No helmet, practice apparatus, or helmet pad can prevent or eliminate the risk of concussions or other serious head injuries while playing sports. Researchers have not reached an agreement on how the results of impact absorption tests relate to concussions. No conclusions about a reduction of risk or severity of concussive injury should be drawn from impact absorption tests. Guardian has always stood by the fact that Guardian Caps reduce the impact of hits and that its use should be one piece of the puzzle to an overall safety strategy.
The NFL has mandated the use of Guardian Caps since the 2022 preseason. The league reported a 52% reduction in concussions for those positions during the mandated period versus the previous three-year average.
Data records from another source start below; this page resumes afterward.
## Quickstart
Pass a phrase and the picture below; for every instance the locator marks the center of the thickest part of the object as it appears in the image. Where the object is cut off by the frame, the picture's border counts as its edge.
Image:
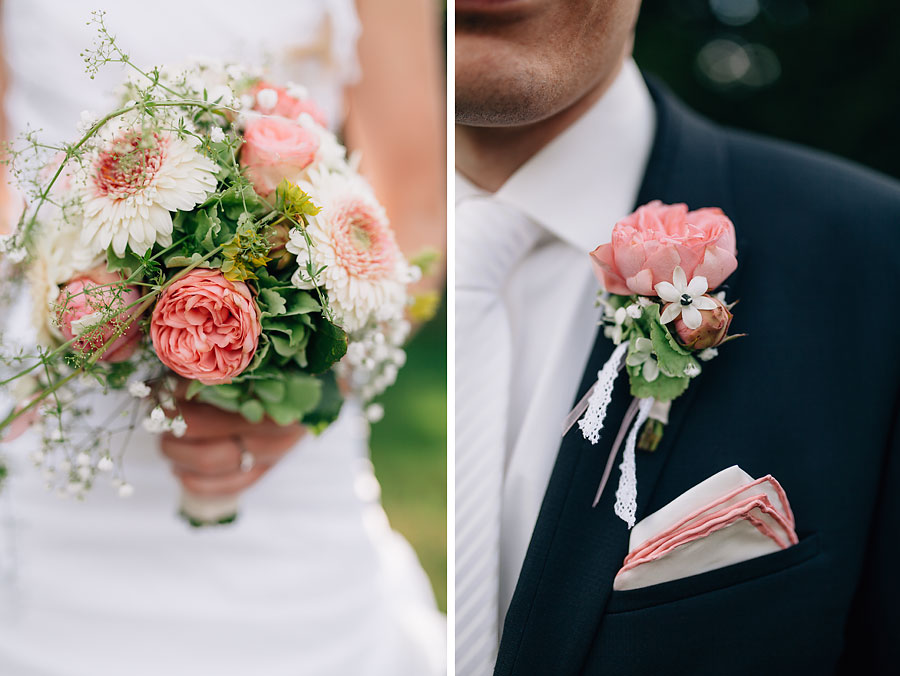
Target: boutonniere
(660, 275)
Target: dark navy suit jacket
(809, 396)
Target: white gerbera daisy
(135, 182)
(59, 256)
(364, 274)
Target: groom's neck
(488, 156)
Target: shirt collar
(587, 178)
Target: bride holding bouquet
(309, 579)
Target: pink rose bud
(274, 149)
(712, 330)
(97, 295)
(206, 328)
(286, 105)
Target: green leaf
(282, 345)
(671, 357)
(269, 390)
(302, 395)
(301, 303)
(327, 345)
(271, 303)
(663, 388)
(208, 226)
(179, 261)
(129, 261)
(329, 407)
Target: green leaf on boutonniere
(673, 358)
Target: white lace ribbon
(601, 395)
(626, 494)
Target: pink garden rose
(206, 328)
(96, 292)
(275, 148)
(647, 245)
(289, 106)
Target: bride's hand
(210, 458)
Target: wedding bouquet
(212, 230)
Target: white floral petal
(679, 279)
(671, 312)
(691, 317)
(668, 292)
(698, 286)
(704, 303)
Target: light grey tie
(490, 239)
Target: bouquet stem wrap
(208, 510)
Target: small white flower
(374, 412)
(167, 401)
(643, 354)
(267, 98)
(216, 135)
(708, 353)
(684, 299)
(157, 421)
(87, 120)
(178, 426)
(246, 102)
(615, 323)
(86, 323)
(138, 389)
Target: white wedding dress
(311, 579)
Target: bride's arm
(396, 118)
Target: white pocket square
(726, 519)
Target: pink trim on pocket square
(708, 510)
(774, 521)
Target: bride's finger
(204, 456)
(223, 456)
(204, 421)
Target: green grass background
(409, 451)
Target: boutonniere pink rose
(664, 311)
Here is one expert’s view prior to the NFL mandate:
“Dr. Kristy Arbogast is a concussion research specialist who has spent the past six years as an NFLPA consultant on injury prevention. She also is the director of the injury and prevention research center at the Children’s Hospital of Philadelphia with a focus on sports concussions for children.
She said the Guardian Cap is one of many layers — from reduced padded practices to improved helmet design to rule changes such as penalizing helmet-to-helmet contact — that have been introduced to help reduce concussions.
“We really do think it’s a meaningful part,” Arbogast said of the Guardian Cap. “We wouldn’t have recommended it to head coaches if we didn’t. Can I give you a number that it’s going to reduce five concussions? No.”
But Arbogast is optimistic the cap can help. “It’s been clear for several decades that acceleration, either linear or rotational acceleration, is what leads to brain injury,” she said. “What we’ve shown with these helmet covers is that it can reduce the amount of acceleration. We believe that will be better. It surely is not going to make it worse.”